Debus merupakan kesenian bela diri dari Banten. Kesenian ini diciptakan pada abad ke-16, pada masa pemerintahan Sultan Maulana Hasanuddin (1532-1570). Debus, suatu kesenian yang mempertunjukan kemampuan manusia yang luar biasa, kebal senjata tajam, kebal api, minum air keras, memasukan benda kedalam kelapa utuh, menggoreng telur di kepala dan lain-lain.
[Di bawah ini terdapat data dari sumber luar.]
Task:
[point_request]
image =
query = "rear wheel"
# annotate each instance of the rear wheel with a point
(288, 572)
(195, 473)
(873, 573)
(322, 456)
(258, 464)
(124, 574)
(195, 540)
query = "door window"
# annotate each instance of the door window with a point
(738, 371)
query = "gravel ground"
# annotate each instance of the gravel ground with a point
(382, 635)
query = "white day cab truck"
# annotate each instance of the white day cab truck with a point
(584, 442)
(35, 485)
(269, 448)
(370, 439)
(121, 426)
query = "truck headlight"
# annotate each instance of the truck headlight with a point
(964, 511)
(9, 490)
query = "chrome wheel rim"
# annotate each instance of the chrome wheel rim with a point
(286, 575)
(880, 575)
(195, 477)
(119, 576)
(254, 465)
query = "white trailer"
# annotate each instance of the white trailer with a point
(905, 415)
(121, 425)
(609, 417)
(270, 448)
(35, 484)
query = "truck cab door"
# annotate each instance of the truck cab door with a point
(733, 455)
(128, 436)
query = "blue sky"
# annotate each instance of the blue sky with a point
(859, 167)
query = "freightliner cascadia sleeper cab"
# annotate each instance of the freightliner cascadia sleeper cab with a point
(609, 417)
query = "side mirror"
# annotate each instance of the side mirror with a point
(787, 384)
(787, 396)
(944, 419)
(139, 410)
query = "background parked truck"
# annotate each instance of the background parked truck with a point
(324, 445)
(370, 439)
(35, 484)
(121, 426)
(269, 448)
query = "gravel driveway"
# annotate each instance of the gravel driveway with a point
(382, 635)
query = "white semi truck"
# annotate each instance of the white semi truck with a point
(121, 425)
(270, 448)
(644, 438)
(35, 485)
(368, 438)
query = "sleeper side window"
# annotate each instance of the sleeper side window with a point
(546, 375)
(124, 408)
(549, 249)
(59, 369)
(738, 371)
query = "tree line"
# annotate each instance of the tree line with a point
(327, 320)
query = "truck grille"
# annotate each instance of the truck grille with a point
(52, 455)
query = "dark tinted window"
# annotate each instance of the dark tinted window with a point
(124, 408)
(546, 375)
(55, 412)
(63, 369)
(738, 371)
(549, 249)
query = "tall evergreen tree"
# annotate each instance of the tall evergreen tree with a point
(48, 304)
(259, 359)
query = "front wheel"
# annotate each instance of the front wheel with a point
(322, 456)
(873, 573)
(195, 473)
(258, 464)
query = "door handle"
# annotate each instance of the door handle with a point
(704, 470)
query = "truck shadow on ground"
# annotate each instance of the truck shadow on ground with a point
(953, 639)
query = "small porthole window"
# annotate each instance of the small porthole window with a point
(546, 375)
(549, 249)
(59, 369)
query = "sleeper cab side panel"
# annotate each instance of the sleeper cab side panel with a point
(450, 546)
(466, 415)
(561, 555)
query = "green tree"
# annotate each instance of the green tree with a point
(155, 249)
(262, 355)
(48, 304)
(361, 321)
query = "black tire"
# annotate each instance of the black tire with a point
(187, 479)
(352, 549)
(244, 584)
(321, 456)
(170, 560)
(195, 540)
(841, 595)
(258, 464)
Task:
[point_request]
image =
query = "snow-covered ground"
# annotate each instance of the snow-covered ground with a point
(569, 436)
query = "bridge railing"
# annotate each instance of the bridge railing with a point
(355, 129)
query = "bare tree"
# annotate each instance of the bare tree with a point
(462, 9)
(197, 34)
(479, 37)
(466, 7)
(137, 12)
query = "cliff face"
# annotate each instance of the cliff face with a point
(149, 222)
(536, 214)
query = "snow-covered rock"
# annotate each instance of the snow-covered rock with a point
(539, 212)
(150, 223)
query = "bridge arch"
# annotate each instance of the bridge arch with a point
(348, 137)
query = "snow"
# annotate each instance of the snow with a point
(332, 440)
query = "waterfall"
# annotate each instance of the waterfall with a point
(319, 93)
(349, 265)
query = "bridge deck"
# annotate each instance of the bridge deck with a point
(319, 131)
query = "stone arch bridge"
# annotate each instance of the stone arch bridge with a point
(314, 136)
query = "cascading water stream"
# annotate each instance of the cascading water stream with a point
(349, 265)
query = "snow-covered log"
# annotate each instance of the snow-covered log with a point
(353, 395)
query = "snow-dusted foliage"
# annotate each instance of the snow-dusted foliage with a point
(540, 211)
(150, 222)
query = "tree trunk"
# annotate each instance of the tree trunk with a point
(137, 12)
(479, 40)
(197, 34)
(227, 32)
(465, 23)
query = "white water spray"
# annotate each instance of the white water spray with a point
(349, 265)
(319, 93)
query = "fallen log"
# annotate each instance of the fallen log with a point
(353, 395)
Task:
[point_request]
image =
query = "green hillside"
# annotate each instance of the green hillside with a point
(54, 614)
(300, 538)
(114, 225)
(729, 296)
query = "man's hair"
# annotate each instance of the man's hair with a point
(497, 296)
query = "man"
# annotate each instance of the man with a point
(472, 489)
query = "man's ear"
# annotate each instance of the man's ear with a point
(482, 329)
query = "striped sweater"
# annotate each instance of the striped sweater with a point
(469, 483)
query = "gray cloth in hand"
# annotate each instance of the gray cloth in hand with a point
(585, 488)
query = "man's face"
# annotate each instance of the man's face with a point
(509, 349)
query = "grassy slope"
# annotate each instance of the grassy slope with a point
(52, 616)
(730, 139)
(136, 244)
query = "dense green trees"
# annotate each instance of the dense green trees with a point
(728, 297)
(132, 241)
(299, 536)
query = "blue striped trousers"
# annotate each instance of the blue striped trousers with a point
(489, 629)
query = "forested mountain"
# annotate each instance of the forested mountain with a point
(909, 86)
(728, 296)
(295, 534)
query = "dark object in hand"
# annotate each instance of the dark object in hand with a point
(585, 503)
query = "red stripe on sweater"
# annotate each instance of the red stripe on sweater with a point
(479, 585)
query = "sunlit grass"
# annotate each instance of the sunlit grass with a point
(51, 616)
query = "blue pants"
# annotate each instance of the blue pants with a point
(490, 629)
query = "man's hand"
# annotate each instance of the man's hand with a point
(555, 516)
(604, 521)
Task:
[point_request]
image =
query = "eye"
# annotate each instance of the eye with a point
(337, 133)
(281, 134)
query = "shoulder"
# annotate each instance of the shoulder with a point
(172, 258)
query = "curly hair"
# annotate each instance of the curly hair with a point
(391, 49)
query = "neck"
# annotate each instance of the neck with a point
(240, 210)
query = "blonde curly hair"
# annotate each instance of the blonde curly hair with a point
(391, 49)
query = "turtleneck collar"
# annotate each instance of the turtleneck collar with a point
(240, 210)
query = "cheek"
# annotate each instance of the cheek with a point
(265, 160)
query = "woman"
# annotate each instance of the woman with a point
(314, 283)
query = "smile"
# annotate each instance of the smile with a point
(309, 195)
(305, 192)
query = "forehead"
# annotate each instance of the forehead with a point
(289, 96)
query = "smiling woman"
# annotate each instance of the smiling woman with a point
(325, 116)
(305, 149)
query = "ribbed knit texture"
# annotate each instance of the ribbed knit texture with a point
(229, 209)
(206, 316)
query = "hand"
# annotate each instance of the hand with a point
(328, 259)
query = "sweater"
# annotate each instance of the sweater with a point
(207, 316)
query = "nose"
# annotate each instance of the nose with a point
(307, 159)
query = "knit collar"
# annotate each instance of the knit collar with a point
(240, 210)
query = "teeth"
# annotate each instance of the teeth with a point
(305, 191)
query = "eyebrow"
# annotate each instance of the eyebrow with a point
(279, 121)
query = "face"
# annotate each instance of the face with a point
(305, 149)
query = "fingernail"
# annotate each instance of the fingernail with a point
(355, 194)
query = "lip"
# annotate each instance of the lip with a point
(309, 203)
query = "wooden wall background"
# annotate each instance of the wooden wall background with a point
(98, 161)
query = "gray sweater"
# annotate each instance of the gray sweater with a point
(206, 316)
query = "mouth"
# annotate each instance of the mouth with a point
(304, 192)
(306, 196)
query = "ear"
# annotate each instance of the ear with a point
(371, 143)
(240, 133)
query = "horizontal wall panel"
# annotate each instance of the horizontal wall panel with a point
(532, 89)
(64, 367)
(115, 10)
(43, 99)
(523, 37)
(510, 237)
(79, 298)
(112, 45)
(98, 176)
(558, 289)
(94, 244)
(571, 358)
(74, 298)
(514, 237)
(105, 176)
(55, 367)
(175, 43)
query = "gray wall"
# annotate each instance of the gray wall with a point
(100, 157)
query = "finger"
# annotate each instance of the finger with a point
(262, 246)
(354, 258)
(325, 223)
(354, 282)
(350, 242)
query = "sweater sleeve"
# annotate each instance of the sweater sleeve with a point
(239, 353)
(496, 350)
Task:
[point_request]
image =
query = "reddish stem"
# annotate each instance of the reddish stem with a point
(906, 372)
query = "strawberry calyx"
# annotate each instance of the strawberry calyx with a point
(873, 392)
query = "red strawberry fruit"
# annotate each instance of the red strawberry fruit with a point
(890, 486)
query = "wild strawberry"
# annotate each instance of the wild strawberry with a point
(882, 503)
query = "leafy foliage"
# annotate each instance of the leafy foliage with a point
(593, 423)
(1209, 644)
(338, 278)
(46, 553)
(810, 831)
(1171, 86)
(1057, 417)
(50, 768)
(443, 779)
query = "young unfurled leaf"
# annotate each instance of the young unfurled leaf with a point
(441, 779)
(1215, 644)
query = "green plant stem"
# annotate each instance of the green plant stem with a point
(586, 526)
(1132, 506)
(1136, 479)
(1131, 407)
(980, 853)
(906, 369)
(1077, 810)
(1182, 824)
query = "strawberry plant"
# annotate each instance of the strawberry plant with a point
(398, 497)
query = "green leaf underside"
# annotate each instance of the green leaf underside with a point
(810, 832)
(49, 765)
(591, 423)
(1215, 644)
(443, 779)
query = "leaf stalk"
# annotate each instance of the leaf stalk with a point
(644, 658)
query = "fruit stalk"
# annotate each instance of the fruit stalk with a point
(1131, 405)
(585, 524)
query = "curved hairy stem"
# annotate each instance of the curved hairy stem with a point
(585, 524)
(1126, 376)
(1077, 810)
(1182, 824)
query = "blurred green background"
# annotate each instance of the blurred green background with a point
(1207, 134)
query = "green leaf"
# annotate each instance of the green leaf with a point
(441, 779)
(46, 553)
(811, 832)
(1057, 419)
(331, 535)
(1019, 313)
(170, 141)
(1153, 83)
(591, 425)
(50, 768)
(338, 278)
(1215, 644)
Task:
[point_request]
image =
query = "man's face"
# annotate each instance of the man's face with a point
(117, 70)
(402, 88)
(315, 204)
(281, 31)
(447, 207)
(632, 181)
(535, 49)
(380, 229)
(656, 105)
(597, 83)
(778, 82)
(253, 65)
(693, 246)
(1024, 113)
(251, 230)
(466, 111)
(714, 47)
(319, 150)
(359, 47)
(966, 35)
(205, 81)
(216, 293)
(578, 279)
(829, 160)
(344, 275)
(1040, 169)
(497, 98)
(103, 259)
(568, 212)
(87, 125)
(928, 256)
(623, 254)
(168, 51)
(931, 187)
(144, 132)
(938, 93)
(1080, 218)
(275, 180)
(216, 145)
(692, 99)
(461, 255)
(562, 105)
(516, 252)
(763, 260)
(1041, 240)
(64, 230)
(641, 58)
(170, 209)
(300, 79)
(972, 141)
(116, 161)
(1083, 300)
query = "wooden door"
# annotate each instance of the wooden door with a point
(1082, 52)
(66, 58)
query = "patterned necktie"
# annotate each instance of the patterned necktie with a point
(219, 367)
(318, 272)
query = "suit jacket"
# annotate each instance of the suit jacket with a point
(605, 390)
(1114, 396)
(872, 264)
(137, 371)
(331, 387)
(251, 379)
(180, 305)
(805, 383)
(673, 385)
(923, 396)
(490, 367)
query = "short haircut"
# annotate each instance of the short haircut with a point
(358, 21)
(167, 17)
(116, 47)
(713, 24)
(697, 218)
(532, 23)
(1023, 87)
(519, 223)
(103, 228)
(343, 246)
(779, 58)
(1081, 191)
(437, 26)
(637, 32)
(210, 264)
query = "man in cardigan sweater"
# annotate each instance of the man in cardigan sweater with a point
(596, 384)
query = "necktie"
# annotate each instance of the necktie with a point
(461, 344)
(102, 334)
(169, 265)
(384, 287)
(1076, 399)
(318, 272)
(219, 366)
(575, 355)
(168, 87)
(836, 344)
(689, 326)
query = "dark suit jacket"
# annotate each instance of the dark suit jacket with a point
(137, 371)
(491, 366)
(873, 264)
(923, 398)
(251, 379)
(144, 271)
Debus biasanya dipertunjukkan sebagai pelengkap upacara adat, atau untuk hiburan masyarakat. Pertunjukan ini dimulai dengan pembukaan (gembung), yaitu pembacaan sholawat atau lantunan puji-pujian kepada Nabi Muhammad, dzikir kepada Allah, diiringi instrumen. Acara selanjutnya adalah beluk, yaitu lantunan nyanyian dzikir dengan suara keras, melengking, bersahut-sahutan dengan iringan tetabuhan. Bersamaan dengan beluk, atraksi kekebalan tubuh didemonstrasikan sesuai dengan keinginan pemainnya : menusuk perut dengan gada, tombak atau senjata tanpa luka, mengiris anggota tubuh dengan pisau atau golok; makan api, memasukkan jarum kawat ke dalam lidah, kulit pipi dan anggota tubuh lainnya sampai tebus tanpa mengeluarkan darah; mengiris anggota tubuh sampai terluka dan mengeluarkan darah tapi dapat disembuhkan seketika itu juga hanya dengan mengusapnya, menyiram tubuh dengan air keras sampai pakaian yang dikenakan hancur lumat namun kulitnya tetap utuh. Selain itu, juga ada atraksi menggoreng kerupuk atau telur di atas kepala, membakar tubuh dengan api, menaiki atau menduduki tangga yang disusun dari golok yang sangat tajam, serta bergulingan di atas tumpukan kaca atau beling. Atraksi diakhiri dengan gemrung, yaitu permainan alat-alat musik tetabuhan.

RABEG


Rabeg Makanan Khas Serang,  Warga menyebut makanan akulturasi Arab-Banten itu dengan nama rabeg atau di sebut juga makan para Sultan Banten. Bahan baku utamanya adalah daging dan jeroan kambing, yang dalam bahasa Jawa dialek Serang atau Jawa Serang disebut wedhus. Rasanya manis pedas seperti semur bercampur tongseng, tetapi kaya rempah-rempah. Bumbu rempah-rempah yang paling menonjol adalah jahe dan lada, dengan sedikit rasa cabai merah. Maklum, dulu Banten memang dikenal sebagai penghasil lada. Sampai-sampai ada daerah yang dinamai Pamarican, pusat penyimpanan dan jual-beli lada pada masa lalu. Letaknya di sebelah utara kompleks keraton, dekat dengan Bandar Banten. Rasanya yang pedas bisa mengobati rasa pening setelah berpanas-panas keliling Banten. Jangan khawatir tekanan darah naik karena biasanya warung makan juga menyediakan acar atau lalap mentimun untuk menemani menu rabeg. Menurut beberapa warga asli Serang, rabeg merupakan hidangan istimewa Istana Banten. Namun, rabeg kini menjadi menu khas masyarakat, terutama Serang dan Cilegon, yang biasanya disajikan pada saat pesta dan acara selamatan, terutama pada selamatan akikah kelahiran anak. Saat ini, rabeg juga menjadi menu makanan yang disajikan di sejumlah warung atau rumah makan. Agak sulit untuk menemukan rabeg karena hanya ada beberapa rumah makan khusus rabeg di Serang. Salah satunya di daerah Magersari, Jalan Raya Serang-Cilegon, tepat di depan Rumah Tahanan Serang. Di depan rumah makan itu tertulis, ”Rabeg Khas Serang”. Warung khusus rabeg lain bisa ditemukan di Perancis, singkatan dari Perempatan Ciruas di Jalan Raya Serang-Jakarta.